A graphical method to identify gene clusters to understand diseases

Machine Learning


Understanding the genetic basis of a disease requires identifying not only individual disease-related genes but also the complex relationships between those genes, and Rice University’s Jake R. Patock, Baylor College of Medicine’s Rinki Ratnapriya, and Rice University’s Arko Burman have developed a new method to accomplish this. The research team presents a graphical approach to effectively identify gene clusters from RNA-seq data, revealing how genes work together in disease processes. Their technique builds a network representing the co-expression of genes, then uses advanced algorithms to map genes into a mathematical space in which related genes cluster, and finally applies clustering techniques to identify these groups. This innovative method shows consistent and robust results when applied to age-related macular degeneration data. Importantly, its design ensures easy applicability to a wide range of diseases, facilitating the discovery of underlying genetic mechanisms and potential therapeutic targets.

Integrating genomics, networks, and machine learning

This research collection explores the intersection of genomics, machine learning, and network analysis, with a particular focus on age-related macular degeneration and cancer. This collection highlights the growing trend of integrating diverse data types, such as transcriptomics and genomics, for a more comprehensive understanding of biological processes. Machine learning techniques such as clustering and deep learning are frequently used to analyze genomic data, identify patterns, and predict outcomes.
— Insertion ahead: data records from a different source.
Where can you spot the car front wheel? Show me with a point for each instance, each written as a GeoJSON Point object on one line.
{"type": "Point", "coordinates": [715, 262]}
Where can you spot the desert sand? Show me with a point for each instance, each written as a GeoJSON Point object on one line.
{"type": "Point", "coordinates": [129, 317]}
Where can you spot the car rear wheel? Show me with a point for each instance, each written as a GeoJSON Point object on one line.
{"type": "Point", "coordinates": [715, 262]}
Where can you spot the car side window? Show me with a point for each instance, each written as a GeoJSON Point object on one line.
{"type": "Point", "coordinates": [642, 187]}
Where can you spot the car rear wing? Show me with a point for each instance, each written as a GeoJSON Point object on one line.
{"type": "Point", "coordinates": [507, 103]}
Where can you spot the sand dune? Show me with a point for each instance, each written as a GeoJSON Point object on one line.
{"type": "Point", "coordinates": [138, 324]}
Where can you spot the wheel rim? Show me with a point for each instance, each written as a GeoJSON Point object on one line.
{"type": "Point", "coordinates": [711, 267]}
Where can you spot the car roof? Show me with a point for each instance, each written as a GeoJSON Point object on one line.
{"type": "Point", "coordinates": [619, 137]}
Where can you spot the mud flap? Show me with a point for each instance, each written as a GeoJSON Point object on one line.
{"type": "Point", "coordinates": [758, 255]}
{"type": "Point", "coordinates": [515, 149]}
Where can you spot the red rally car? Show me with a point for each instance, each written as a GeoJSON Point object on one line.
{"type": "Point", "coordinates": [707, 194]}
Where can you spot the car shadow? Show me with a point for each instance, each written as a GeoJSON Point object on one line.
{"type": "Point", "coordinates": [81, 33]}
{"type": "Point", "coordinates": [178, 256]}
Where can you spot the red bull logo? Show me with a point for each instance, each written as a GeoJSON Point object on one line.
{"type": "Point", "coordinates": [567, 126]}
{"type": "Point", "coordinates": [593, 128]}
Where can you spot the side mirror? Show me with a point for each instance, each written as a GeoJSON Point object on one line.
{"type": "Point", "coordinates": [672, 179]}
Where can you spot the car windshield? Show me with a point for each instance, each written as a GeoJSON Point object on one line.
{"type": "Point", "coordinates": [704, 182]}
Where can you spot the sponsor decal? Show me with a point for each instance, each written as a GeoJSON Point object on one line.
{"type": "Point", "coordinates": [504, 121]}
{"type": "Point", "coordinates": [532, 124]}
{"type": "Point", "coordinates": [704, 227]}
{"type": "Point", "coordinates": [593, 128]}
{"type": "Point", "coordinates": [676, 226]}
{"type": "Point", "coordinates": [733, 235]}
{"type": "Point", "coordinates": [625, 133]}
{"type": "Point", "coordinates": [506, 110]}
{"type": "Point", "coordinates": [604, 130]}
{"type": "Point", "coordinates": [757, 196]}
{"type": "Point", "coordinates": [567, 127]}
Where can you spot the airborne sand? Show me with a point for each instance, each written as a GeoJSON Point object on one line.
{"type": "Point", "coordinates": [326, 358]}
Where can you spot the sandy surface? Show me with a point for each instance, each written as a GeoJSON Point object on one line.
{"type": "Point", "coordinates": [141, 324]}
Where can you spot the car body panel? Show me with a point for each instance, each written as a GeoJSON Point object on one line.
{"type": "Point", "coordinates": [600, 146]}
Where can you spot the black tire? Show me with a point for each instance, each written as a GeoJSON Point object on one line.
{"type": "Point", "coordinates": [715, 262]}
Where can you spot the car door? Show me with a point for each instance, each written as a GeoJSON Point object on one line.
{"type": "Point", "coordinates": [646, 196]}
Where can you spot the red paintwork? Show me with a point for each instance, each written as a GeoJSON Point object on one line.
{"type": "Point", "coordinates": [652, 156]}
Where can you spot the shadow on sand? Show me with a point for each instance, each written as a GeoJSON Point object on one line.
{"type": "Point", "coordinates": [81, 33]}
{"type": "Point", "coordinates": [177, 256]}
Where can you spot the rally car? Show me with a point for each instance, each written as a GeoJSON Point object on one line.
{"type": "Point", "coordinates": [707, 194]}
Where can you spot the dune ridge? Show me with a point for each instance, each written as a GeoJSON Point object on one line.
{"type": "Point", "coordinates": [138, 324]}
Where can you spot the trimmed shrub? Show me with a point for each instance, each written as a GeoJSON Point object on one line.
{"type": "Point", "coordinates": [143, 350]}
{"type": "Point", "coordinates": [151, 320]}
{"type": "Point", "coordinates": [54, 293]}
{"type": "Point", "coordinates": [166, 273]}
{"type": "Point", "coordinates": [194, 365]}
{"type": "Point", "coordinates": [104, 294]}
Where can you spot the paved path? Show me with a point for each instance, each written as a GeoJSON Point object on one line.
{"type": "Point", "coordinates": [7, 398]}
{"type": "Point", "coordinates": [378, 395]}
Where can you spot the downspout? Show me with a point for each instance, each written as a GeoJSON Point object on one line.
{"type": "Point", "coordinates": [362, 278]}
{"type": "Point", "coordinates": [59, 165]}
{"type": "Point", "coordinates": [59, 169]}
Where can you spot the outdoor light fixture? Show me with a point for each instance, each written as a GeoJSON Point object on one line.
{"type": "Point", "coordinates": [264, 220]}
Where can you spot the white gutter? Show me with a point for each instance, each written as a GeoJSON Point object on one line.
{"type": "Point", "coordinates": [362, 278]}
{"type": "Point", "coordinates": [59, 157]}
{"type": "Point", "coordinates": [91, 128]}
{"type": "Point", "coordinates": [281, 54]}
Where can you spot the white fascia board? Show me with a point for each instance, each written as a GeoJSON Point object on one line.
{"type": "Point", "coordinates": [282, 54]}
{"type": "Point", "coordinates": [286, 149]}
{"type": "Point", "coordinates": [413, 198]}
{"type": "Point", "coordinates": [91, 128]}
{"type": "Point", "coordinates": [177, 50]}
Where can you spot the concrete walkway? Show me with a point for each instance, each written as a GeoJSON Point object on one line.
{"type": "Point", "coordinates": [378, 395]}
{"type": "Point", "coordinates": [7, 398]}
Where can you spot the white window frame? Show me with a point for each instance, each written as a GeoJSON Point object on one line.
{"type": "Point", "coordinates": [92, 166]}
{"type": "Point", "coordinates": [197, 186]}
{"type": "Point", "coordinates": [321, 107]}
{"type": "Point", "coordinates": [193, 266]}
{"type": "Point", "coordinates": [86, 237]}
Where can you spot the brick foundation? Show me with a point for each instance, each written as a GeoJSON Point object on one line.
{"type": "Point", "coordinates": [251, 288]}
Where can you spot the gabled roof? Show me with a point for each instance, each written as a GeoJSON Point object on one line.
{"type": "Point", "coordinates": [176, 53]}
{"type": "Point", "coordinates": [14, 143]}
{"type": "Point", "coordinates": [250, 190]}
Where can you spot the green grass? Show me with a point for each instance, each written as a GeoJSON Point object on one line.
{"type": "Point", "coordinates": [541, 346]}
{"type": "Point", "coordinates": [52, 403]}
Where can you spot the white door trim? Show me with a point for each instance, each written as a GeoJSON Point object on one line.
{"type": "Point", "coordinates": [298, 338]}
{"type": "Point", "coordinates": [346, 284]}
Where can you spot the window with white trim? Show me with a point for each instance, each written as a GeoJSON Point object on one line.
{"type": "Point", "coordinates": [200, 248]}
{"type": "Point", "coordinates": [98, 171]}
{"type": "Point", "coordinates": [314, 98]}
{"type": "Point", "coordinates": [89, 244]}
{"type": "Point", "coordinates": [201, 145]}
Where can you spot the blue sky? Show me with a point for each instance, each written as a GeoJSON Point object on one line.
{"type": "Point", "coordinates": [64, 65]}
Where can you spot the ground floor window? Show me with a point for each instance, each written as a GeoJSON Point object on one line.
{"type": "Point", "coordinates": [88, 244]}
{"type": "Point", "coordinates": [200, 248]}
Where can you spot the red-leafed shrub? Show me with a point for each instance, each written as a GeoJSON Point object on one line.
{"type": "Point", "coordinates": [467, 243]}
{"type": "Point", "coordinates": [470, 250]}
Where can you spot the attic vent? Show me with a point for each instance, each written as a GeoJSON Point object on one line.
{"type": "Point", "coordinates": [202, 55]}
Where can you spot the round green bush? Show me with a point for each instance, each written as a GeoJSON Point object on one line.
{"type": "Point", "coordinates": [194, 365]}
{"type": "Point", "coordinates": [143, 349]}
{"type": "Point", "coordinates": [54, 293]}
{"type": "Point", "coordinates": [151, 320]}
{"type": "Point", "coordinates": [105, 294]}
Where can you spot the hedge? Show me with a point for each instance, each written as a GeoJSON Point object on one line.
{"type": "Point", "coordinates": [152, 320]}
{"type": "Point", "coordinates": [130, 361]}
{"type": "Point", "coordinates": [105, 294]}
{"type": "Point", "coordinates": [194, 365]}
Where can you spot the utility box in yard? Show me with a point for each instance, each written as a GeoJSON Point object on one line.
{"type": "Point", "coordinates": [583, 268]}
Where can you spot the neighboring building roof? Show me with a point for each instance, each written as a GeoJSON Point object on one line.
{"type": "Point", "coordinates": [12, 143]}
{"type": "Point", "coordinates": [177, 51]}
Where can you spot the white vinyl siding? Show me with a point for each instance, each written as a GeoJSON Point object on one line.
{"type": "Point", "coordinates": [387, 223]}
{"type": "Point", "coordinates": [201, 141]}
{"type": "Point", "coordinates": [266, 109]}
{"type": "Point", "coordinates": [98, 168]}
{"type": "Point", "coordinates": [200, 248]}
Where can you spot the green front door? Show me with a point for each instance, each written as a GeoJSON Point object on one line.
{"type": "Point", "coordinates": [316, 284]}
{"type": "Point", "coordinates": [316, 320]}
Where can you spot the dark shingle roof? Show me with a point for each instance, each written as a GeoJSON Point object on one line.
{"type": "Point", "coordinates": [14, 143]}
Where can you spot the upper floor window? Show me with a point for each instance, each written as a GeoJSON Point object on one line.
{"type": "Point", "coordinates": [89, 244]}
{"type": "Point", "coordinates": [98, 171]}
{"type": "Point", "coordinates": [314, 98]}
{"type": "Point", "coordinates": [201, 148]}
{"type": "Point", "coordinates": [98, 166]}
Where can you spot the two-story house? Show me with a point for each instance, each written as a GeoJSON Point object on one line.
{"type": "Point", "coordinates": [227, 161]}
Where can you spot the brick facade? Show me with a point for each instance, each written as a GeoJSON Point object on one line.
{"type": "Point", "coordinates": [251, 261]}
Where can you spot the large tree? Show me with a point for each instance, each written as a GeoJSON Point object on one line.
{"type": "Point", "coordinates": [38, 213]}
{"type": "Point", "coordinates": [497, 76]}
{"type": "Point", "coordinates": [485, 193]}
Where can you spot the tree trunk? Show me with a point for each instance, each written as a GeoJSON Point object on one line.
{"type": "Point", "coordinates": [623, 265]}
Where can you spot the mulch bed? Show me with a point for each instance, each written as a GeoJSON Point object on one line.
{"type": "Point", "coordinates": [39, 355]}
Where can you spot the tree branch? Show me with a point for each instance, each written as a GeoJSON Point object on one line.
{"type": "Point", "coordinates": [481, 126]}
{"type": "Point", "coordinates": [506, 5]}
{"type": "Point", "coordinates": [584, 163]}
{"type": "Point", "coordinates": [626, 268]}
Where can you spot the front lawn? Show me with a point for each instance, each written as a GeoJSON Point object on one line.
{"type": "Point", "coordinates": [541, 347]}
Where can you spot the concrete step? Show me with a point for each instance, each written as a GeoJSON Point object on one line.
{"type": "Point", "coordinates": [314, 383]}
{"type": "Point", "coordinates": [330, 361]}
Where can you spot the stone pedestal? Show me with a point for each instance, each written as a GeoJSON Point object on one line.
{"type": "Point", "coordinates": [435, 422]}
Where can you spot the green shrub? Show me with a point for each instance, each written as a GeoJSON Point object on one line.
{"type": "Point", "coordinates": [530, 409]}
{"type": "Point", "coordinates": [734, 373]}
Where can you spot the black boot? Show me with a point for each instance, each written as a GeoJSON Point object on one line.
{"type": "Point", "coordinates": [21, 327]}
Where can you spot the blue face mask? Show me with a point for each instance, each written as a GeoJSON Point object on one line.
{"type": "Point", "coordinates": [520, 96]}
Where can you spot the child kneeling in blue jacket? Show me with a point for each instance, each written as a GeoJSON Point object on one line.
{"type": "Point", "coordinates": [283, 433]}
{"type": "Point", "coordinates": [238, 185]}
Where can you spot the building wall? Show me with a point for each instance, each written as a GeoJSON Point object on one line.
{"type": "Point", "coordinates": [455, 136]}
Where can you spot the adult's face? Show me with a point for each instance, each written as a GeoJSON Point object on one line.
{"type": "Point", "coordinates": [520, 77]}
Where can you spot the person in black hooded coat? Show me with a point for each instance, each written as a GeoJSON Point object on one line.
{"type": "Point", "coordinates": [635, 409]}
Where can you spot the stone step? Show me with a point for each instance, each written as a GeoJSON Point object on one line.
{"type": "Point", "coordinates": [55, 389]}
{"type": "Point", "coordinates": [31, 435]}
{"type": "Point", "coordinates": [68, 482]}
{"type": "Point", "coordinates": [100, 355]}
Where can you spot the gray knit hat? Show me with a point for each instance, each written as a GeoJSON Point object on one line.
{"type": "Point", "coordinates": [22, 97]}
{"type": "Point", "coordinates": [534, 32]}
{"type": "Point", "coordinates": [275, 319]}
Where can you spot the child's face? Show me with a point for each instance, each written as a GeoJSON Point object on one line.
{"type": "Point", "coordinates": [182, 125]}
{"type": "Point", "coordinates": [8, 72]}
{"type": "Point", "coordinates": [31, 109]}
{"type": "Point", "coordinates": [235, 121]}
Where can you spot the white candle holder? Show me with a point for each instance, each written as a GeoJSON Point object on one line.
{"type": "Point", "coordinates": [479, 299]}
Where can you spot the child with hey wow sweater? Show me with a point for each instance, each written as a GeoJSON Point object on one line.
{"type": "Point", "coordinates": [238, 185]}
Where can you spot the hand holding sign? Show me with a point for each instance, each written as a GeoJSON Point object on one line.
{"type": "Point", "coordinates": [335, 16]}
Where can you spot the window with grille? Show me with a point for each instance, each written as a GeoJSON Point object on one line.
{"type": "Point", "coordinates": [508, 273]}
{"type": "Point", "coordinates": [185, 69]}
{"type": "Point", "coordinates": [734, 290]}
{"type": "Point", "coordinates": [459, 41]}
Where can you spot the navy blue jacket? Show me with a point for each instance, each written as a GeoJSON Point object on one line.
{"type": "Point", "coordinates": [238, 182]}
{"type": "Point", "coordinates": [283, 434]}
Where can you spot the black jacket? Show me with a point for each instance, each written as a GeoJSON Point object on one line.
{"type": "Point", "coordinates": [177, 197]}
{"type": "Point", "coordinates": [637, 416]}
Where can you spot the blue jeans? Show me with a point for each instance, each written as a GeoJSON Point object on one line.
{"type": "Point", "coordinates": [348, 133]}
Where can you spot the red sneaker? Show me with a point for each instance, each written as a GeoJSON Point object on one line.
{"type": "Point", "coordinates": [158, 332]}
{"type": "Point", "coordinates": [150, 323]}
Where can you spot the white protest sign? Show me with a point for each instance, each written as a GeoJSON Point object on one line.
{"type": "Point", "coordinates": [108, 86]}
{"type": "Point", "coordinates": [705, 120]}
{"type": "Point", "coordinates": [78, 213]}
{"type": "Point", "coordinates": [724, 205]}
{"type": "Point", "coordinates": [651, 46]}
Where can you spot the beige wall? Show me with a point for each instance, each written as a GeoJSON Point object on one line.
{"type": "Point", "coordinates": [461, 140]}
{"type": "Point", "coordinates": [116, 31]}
Network analysis has emerged as a powerful approach to model biological systems, identify important genes and proteins, and understand their interactions through techniques such as coexpression network inference.

Several studies have specifically utilized single-cell RNA-seq, demonstrating the growing interest in understanding cellular heterogeneity. Researchers frequently use dimensionality reduction and clustering techniques to simplify and organize complex genomic data. The growing emphasis on explainable AI reflects a desire to create more interpretable and transparent machine learning models.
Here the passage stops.